The Sitka Fine Arts Camp had its “best year ever,” according to camp director Roger Schmidt.
But, as Schmidt told the Sitka Chamber of Commerce this week (9-6-17), he’s been saying that every year since he took over the management of the camp in 2000, when the summer session lasted 10 days and served 60 students.
This year, there are programs at the camp 360 days, with nearly 1,000 participants from age 6 to senior citizens.
Campers hail from 44 different communities around the country, with 84-percent of them Alaskan.
Schmidt said that having young people form bonds with Sitka will pay dividends for years to come.
“So we feel that having kids have formative experiences in Sitka, building strong bonds, bonds them to Sitka. And as they become future leaders, they’ll always be thinking about Sitka as a location, how to do things with Sitka, how to make business with Sitka, how to make community with Sitka. And I don’t think we ever want to lose sight of how important those formative relationships and positive experiences are.”
The camp has been a magnet for fundraising. Schmidt told the chamber that it’s raised and spent roughly $1 million dollars a year since 2011 renovating the former Sheldon Jackson College campus, with a priority on news roofs for the historic buildings of the quad.
The current roof project is Sweetland Hall, which Schmidt described “as our biggest one yet.” His rationale for donors is: “Give us a new roof, and we’ll have 50 years to figure out the rest.”
The campus he inherited in 2011 was boarded up and out of time. He said that he had stopped driving down Jeff Davis Street just to avoid looking at it.
“Because what I saw was a symbol of defeat in a community that I grew up in, a community that I chose to raise my children in, a community that all my family lives in. I don’t like symbols of defeat. I’m just like you I hate to see Sitka struggling. And when we see something that looks like we’re failing at that sucks. It sucks on such a deep level.”
Schmidt reeled off a litany of capital projects on campus this year — everything from a new, lighted parking lot at the Hames Center to a new porch for the Yaw Chapel. He noted that the camp has 14 full-time employees, 134 seasonal employees, and managed the Sitka Performing Arts Center.
As he’s done before, Schmidt waxed eloquently about the significance of the PAC for Sitka’s youth — to be seen and heard by a community that cares about them — but he’s updated his observations about the significance of the variety of performances staged or sponsored by the camp throughout the year.
The arts are not just about supporting the young.

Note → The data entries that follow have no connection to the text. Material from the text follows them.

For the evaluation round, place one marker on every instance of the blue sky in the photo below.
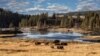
(50, 6)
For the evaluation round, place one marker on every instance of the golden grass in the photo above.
(24, 47)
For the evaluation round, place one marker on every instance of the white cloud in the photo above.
(87, 5)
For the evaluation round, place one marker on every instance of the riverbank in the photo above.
(26, 47)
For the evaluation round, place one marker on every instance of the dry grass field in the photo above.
(25, 47)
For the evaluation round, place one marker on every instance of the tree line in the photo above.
(90, 22)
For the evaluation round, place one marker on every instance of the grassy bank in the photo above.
(26, 47)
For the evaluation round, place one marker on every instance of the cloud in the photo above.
(87, 5)
(40, 1)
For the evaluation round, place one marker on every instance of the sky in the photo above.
(50, 6)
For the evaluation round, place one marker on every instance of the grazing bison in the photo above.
(64, 43)
(37, 43)
(60, 47)
(57, 47)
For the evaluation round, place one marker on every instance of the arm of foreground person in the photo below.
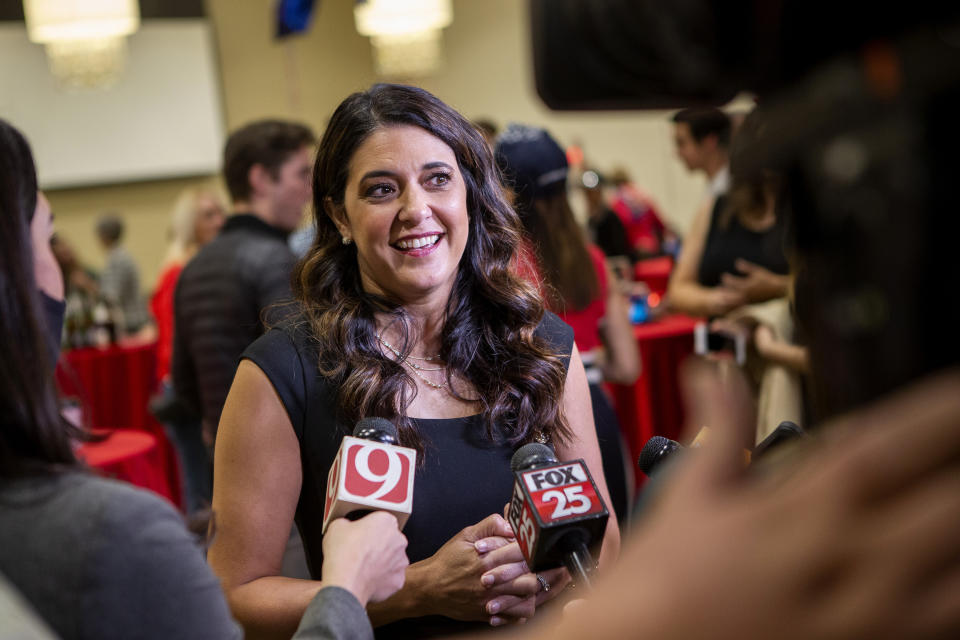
(257, 484)
(363, 561)
(858, 540)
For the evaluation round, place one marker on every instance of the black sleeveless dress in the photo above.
(464, 477)
(724, 245)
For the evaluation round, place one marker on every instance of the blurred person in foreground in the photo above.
(577, 284)
(409, 309)
(197, 217)
(98, 558)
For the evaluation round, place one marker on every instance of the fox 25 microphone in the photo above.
(556, 511)
(370, 473)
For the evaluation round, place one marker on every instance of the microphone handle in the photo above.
(580, 564)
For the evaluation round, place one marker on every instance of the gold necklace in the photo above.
(415, 367)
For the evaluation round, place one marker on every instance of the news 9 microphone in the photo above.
(556, 511)
(370, 473)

“Like many of you I work a lot of hours every day. And going to a show may seem like a frivolous thing. I guess that many of you are in the same place in your life: It’s evening, I’ve got 10,000 obligations. Like hec I’m gonna go to this concert or this thing. It’s so important to understand what these shows are doing for people who don’t have a life that’s keeping them busy more hours than they want. And what it does to help them still feel a part of Sitka, and part of a community.”
Although he said the Sitka Fine Arts Camp still had a long way to go, Schmidt said he felt it was a success. In a room full of Sitka’s best business minds, Schmidt — a performance trombonist himself — admitted that he would never be among the upper echelon of the world’s musicians. “If I wanted to play music,” he said, “I had to become a problem-solver, I had to make business connections. I had to make business.”